Voir l'exemple ci-dessous :
6/ Faire appel à l’émotionnel plutôt qu’à la réflexion
Faire appel à l’émotionnel est une technique classique pour court-circuiter l’analyse rationnelle, et donc le sens critique des individus. De plus,
l’utilisation du registre émotionnel permet d’ouvrir la porte d’accès à l’inconscient pour y implanter des idées, des désirs, des peurs, des pulsions, ou des comportements…
La surrenchère compassionnelle nauséabonde à chaque fait divers sanglant et la création de nouvelles lois alors que les anciennes ne
sont pas appliquées... La mayonnaise autour de la déchéance de la nationalité après l'affaire du niquab (est-ce actuellement le problème n°1 en France ?)
7/ Maintenir le public dans l’ignorance et la bêtise
Faire en sorte que le public soit incapable de comprendre les technologies et les méthodes utilisées pour son contrôle et son esclavage. « La qualité de
l’éducation donnée aux classes inférieures doit être la plus pauvre, de telle sorte que le fossé de l’ignorance qui isole les classes inférieures des classes supérieures soit et demeure
incompréhensible par les classes inférieures.
8/ Encourager le public à se complaire dans la médiocrité
Encourager le public à trouver « cool » le fait d’être bête, vulgaire, et inculte…

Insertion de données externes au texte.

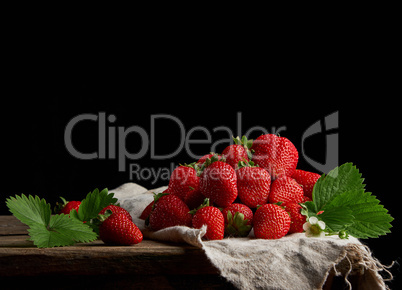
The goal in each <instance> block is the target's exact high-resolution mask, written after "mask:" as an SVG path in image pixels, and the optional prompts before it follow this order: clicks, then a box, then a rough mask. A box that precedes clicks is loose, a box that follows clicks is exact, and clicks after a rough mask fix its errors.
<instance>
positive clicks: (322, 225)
mask: <svg viewBox="0 0 402 290" xmlns="http://www.w3.org/2000/svg"><path fill="white" fill-rule="evenodd" d="M318 226H319V227H320V228H321V229H322V230H324V229H325V223H324V222H323V221H319V222H318Z"/></svg>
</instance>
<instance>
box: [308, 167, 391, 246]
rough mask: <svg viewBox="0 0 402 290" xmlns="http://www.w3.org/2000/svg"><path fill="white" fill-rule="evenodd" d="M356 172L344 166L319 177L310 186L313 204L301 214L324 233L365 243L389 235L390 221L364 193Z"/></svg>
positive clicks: (386, 213) (359, 178)
mask: <svg viewBox="0 0 402 290" xmlns="http://www.w3.org/2000/svg"><path fill="white" fill-rule="evenodd" d="M363 181H364V179H363V178H362V177H361V174H360V172H359V170H358V169H357V168H356V167H355V166H353V164H352V163H346V164H343V165H341V166H340V167H337V168H335V169H334V170H332V171H330V172H329V173H328V175H325V174H323V175H322V176H321V177H320V178H319V179H318V180H317V182H316V184H315V185H314V189H313V201H309V202H305V203H304V204H302V208H303V209H302V214H304V215H306V216H307V217H311V216H316V217H317V218H318V219H320V220H322V221H323V222H325V225H326V228H327V231H328V232H330V233H333V232H339V233H342V234H346V235H347V234H350V235H352V236H354V237H356V238H361V239H366V238H374V237H378V236H380V235H385V234H387V233H389V232H390V230H389V229H390V228H391V224H390V222H391V221H393V218H392V217H391V216H390V215H389V214H388V211H387V210H386V209H385V208H384V207H383V206H382V205H380V201H379V200H378V199H377V198H376V197H375V196H373V195H371V193H369V192H365V190H364V187H365V185H364V184H363Z"/></svg>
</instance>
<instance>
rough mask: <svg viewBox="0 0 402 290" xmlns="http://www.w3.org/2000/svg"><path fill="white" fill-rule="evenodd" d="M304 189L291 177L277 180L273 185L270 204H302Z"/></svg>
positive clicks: (269, 199) (286, 177) (280, 178)
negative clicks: (275, 203) (292, 202)
mask: <svg viewBox="0 0 402 290" xmlns="http://www.w3.org/2000/svg"><path fill="white" fill-rule="evenodd" d="M303 196H304V195H303V188H302V187H301V186H300V185H299V184H298V183H297V182H296V180H294V179H293V178H291V177H287V176H284V177H282V178H278V179H275V180H274V181H273V182H272V185H271V192H270V194H269V197H268V202H270V203H276V202H280V201H282V202H286V201H291V202H296V203H299V202H302V201H303Z"/></svg>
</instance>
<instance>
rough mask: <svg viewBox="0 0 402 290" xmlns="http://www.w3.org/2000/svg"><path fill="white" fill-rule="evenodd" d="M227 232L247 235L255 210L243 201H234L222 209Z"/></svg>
mask: <svg viewBox="0 0 402 290" xmlns="http://www.w3.org/2000/svg"><path fill="white" fill-rule="evenodd" d="M222 214H223V217H224V219H225V233H227V234H228V235H229V236H234V237H246V236H247V235H248V234H249V232H250V230H251V226H252V223H253V212H252V211H251V209H250V208H249V207H248V206H247V205H244V204H241V203H232V204H231V205H229V206H228V207H226V208H224V209H223V210H222Z"/></svg>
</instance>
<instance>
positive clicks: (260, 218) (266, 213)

Une certaine "Princesse de Clèves" pour illustrer :
9/ Remplacer la révolte par la culpabilité
Faire croire à l’individu qu’il est seul responsable de son malheur, à cause de l’insuffisance de son intelligence, de ses capacités, ou de ses efforts. Ainsi,
au lieu de se révolter contre le système économique, l’individu s’auto-dévalue et culpabilise, ce qui engendre un état dépressif dont l’un des effets est l’inhibition de l’action. Et sans action,
pas de révolution!…
A mon sens le point-clé. Ceci nécessiterait un long développement que je ferai peut-être un jour dans ce
blog...
10/ Connaître les individus mieux qu’ils ne se connaissent eux-mêmes
Au cours des 50 dernières années, les progrès fulgurants de la science ont creusé un fossé croissant entre les connaissances du public et celles détenues et
utilisées par les élites dirigeantes. Grâce à la biologie, la neurobiologie, et la psychologie appliquée, le « système » est parvenu à une connaissance avancée de l’être humain, à la fois
physiquement et psychologiquement. Le système en est arrivé à mieux connaître l’individu moyen que celui-ci ne se connaît lui-même. Cela signifie que dans la majorité des cas, le système détient
un plus grand contrôle et un plus grand pouvoir sur les individus que les individus eux-mêmes.